After I'd cleaned up the best I could, I invited her -- nicely, I swear, and calmly; she was upset enough for all of us -- to sit in my car herself to see that it really wasn't hot at all. I'm delighted that she refused, because out of four sitting spots, two were fouled with canine manure and one with an elderly dog. I told her she might be less angry if she had more facts.

But she was full of righteous indignation -- one of my favorite drugs -- and adrenalin (which I don't like), so a reasonable conversation really wasn't in the offing. As I buckled up, she yelled, sarcastically, that she supposed I treated my dogs differently in each season. Driving away, I thought, well yeah: I do. Gee, and I dress myself differently, too. And I take an umbrella or not.

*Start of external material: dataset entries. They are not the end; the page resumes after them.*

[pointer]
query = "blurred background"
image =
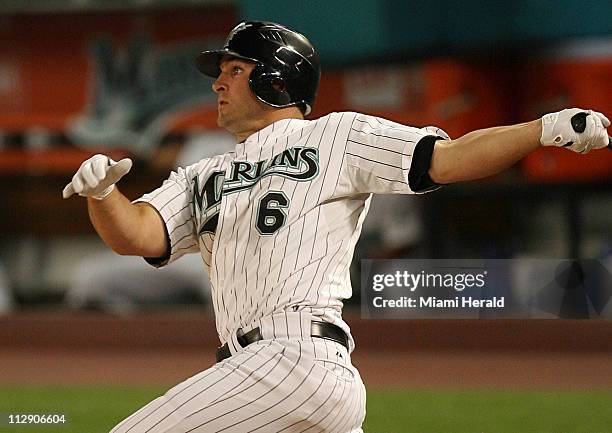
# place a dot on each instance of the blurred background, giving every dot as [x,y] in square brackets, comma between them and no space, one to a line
[78,77]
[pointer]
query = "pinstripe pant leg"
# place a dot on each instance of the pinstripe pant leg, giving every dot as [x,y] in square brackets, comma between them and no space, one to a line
[267,387]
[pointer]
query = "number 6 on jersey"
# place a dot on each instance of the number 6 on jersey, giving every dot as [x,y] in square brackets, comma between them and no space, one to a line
[270,212]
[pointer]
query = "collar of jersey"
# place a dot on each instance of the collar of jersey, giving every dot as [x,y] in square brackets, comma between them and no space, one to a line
[267,136]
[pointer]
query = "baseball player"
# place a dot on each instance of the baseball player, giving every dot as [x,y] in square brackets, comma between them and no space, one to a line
[276,221]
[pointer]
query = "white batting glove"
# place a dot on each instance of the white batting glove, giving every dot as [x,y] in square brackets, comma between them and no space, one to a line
[97,176]
[575,129]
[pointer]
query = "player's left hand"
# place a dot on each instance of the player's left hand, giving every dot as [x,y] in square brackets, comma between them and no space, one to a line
[575,129]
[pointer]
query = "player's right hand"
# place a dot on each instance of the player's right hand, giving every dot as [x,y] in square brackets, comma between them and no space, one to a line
[575,129]
[97,176]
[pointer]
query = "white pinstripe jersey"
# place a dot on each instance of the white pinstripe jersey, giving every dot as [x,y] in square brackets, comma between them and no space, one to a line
[277,220]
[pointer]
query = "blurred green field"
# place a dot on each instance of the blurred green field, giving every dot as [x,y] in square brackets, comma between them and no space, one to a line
[98,409]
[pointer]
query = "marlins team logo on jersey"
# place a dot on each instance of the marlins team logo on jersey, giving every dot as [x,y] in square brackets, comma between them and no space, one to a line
[297,163]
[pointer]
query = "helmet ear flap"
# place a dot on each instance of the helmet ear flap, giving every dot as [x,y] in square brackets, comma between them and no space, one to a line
[269,86]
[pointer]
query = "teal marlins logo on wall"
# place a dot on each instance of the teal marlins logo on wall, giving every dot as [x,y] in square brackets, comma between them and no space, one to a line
[297,163]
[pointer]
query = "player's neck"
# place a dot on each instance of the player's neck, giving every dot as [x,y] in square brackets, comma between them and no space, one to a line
[268,119]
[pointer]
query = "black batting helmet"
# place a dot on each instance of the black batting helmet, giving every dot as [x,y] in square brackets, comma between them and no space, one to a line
[287,70]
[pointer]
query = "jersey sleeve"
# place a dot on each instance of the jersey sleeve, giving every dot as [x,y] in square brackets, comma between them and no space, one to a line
[386,157]
[173,201]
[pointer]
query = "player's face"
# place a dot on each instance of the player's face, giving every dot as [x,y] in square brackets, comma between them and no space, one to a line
[239,111]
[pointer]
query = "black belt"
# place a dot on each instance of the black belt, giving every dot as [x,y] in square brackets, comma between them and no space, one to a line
[325,330]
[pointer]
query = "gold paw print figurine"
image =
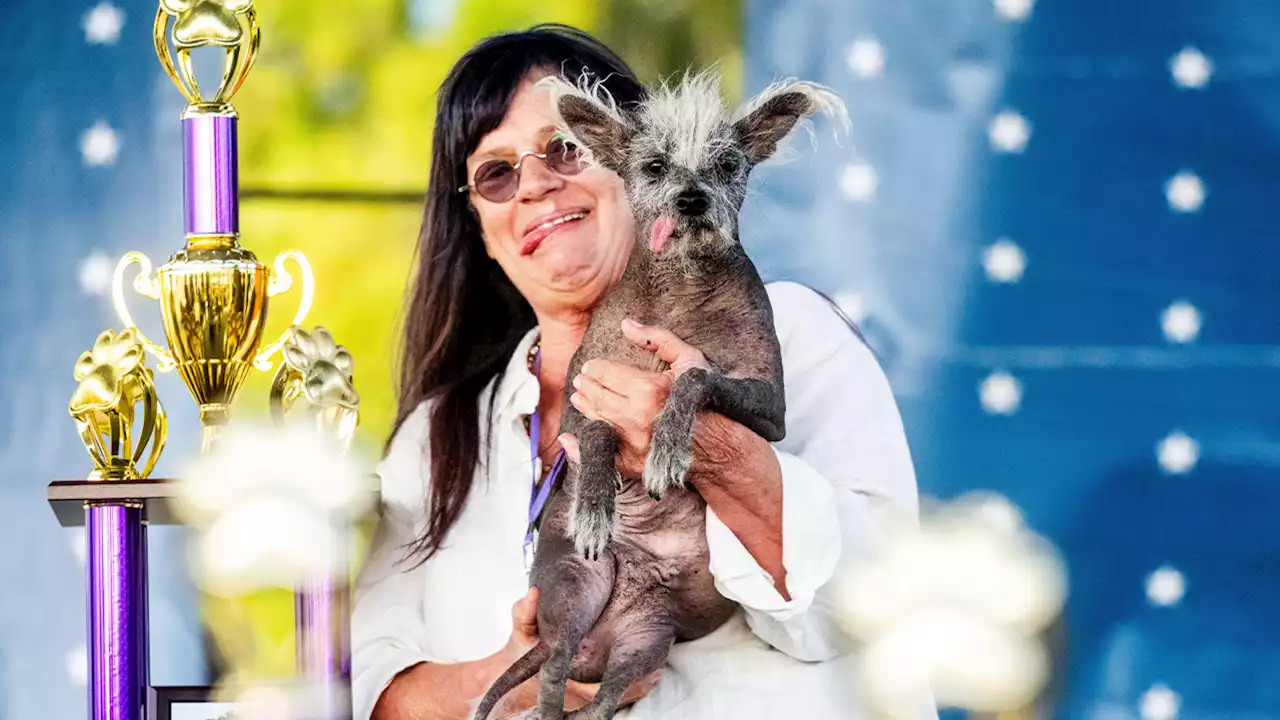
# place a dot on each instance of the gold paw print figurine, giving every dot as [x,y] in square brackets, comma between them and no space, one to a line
[318,373]
[196,23]
[113,381]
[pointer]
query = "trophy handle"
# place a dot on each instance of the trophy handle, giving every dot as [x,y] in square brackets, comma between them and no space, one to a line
[280,282]
[155,424]
[147,286]
[160,35]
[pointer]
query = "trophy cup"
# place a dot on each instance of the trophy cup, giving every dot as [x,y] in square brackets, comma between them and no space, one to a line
[214,297]
[213,292]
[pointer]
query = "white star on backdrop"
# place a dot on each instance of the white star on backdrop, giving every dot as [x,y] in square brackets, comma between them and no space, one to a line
[1185,192]
[1004,261]
[1165,587]
[1180,322]
[1014,9]
[851,304]
[103,24]
[865,57]
[1178,454]
[1000,393]
[1009,132]
[77,666]
[99,145]
[859,182]
[1160,703]
[95,273]
[1191,68]
[80,543]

Yeah. It was just ugly and I hate that it affects me so. I wish I could just ascertain my own innocence within my own self, and get on with my life -- without her. Instead, I blew off the dog-food part of the trip. After all that babbling earlier today about fragrances, I really wasn't up for a longer ride with stenches, plus my good mood had been shattered, plus it was rush-hour.

So driving back to Gulfport, a car full of Michiganders in the next lane was charmed by Benji sticking his head out the window, standing proud and brave like a Norse figurehead on a ship (not that figureheads are generally portside ...). The son, maybe eleven, asked if the dog in the back were a Golden Lab. Goodness, no. But I so wanted someone to be right that I simply lied to the lad. "No. She's a cocker spaniel [truth], " I said, "but she's the same color as a Golden Lab [falsehood]."

That made me feel a little better. And when I got home and had cleaned up the car, I saw that my second cousin had a new blog entry (www.frankandmeg.com) about skiing in Colorado, so I read and watched that. It entertained and distracted me, although I must say that a lifetime without ever seeing a raw Rocky Mountain Oyster would have been a serene lifetime. My cousin's the Meg in frankandmeg.

Still, it takes a lot of effort to overcome negative experiences, doesn't it? Is that true for you, too, or am I just a faint-hearted, delicate thang? I have thought before that if even a tiny grain of truth lives in an otherwise unfair accusation, I can feel enough guilt to cover the world. But there's not the teeniest bit of fact in that woman's scene today, and I am still unduly affected by it. Well, I am a Libra, and you know how we hate injustice. In fact, Mom's most-repeated phrase (to me, anyhow) was, "No one ever said it was going to be fair." I trust that was in response to my chronic whining of, "But it's not fair!"

If everyone in my life is a reflection of me -- and there is a school of thought that believes so (but I am not a registered student there) -- then, what? I unjustly accuse people of wrongs they haven't actually committed? I think I need to straighten everyone out?

Yikes. I'd rather talk about bull balls.